Is Connecticut’s new teacher evaluation system being implemented effectively? Should there be regional efforts to boost the system’s chances of success? And are there improvements that need to be made in the next session of the Connecticut General Assembly?
These are some of the questions being quietly studied by a small legislative subcommittee with a big reach. It’s called MORE Commission and it is charged with coming up with regional solutions to today’s pressing issues.
More’s Education subcommittee met this morning in Hartford. The working group heard how the evaluation system is progressing in school districts in Windsor and Litchfield, and what must be done to improve upon it, including allowing more flexibility, more training, and a greater focus on teaching and learning, not paperwork.
“It can’t be a gottcha system,” said Debra Wheeler, superintendent of Litchfield Public Schools. And it can’t be “a cookie cutter format,” Wheeler continued. “We need more flexibility than the Connecticut guidelines provide.”
Windsor teacher and CEA Professional Issues Coordinator Lisa Bress said the new evaluation system is an extremely time-consuming process, one that some educators feel distracts them from their ability to spend ample time with their students in the classroom. “We need to focus on improving teaching and learning rather than paperwork and compliance,” said Bress.
Subcommittee member Representative Chris Davis, agreed, “We want our teachers focusing on teaching and students not on documentation.”
“To make continuous improvements, we need to hear the voices of the teachers impacted by the plan, and take time without penalty to make necessary improvements and provide additional resources,” said Bress.
Training and evaluation
The state model requires a three-hour orientation process for teachers, but both Litchfield and Windsor provided additional training. Wheeler said her district spent a tremendous amount of time in the goal-setting process so teachers could understand what is expected of them and how they would be evaluated. She recommends districts “spend more than the allotted time helping teachers understand the process.”
Bress said her school district took extra steps during last year’s pilot program, including providing eight days of training, and other initiatives to make sure teachers felt trained and comfortable. Despite the district’s best efforts, implementation was still fraught with problems.
“We were being evaluated during a pilot period using a system that hadn’t fully been implemented or had the bugs worked out yet,” said Bress. This year is better, according to Bress, but she feels bad for districts that didn’t participate in the pilot. “They are being evaluated while learning the system and that’s stressful and counterproductive. There should be a moratorium on punitive aspects of evaluation while teachers are given the opportunity to learn in a pilot year. That would be a benefit going forward.”
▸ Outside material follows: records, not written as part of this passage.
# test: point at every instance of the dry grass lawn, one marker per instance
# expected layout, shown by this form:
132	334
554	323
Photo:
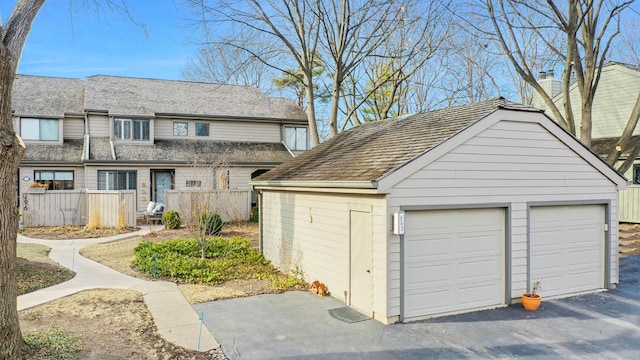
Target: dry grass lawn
111	324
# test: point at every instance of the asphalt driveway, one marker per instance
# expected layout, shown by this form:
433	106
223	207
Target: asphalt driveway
296	325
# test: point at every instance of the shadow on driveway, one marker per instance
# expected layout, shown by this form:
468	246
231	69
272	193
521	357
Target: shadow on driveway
297	325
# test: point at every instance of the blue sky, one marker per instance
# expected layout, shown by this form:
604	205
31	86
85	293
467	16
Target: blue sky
74	39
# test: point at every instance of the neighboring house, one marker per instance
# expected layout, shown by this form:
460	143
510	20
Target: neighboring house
617	92
147	135
445	212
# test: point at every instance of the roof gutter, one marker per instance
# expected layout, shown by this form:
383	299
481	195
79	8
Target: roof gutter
316	184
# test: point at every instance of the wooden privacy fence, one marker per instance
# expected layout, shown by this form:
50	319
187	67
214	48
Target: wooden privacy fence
111	208
232	205
629	204
53	208
76	207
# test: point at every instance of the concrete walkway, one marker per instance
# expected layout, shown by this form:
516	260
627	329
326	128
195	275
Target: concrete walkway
176	320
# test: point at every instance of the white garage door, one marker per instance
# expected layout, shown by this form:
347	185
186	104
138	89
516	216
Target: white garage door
453	261
567	248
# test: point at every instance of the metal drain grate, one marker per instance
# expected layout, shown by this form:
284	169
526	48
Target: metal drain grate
348	315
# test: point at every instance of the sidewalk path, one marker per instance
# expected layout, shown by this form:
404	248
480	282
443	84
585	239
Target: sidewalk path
174	317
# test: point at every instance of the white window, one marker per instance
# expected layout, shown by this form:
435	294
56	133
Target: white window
131	129
296	138
57	180
180	129
117	180
39	129
636	174
202	129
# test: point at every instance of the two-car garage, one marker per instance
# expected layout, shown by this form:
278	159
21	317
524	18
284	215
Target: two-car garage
494	197
455	259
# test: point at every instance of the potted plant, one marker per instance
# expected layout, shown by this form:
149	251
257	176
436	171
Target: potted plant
531	300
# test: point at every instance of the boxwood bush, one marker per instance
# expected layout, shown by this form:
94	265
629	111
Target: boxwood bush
171	219
210	223
226	259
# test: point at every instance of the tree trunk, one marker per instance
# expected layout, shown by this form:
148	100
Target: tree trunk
14	35
585	123
11	343
311	108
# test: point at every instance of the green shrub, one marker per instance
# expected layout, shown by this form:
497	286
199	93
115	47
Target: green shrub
53	344
226	259
255	214
210	223
171	219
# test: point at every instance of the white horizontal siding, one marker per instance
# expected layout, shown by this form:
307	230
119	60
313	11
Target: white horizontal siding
312	231
143	193
512	163
222	131
78	175
245	131
73	128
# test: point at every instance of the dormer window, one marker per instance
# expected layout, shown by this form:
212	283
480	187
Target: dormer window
39	129
296	138
131	129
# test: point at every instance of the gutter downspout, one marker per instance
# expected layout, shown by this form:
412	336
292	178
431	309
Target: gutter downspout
260	225
113	149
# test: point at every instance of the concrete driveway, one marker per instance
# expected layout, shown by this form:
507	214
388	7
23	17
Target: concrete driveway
296	325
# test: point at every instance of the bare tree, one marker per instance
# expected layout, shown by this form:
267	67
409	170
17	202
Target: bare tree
291	31
379	86
14	35
224	64
350	37
588	28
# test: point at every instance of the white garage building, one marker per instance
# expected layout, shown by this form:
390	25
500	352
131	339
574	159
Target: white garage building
444	212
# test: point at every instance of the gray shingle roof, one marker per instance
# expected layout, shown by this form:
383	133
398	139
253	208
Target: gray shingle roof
100	148
47	96
50	96
69	151
369	151
187	151
134	96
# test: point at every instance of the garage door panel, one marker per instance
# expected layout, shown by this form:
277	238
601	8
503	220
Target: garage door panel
453	261
567	248
478	270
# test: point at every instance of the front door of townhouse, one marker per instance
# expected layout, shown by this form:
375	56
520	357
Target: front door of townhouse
161	180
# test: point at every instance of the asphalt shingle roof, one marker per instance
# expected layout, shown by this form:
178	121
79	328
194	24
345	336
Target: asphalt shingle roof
136	96
47	96
369	151
189	151
69	151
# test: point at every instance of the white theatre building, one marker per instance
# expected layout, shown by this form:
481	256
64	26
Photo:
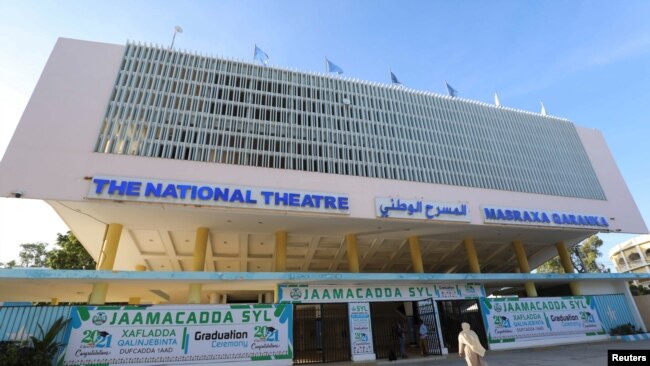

Bress said the new system lends itself to the TEAM or coaching model, and, in her district, she met with teachers on a weekly basis to collaborate and discuss differentiated instruction and how to meet goals and provide professional development that will help teachers improve their practice.
Bress and others suggested a regional pool of available complementary evaluators that districts could tap into to reduce the burden on districts and principals. Bress said there’s a big difference between a coach and an evaluator, and she doesn’t believe in having colleagues be complementary evaluators. Instead, she suggested using retired teachers or other qualified and trained evaluators.
The subcommittee will consider today’s recommendations and will create a list of education issues it will present to the legislature next year.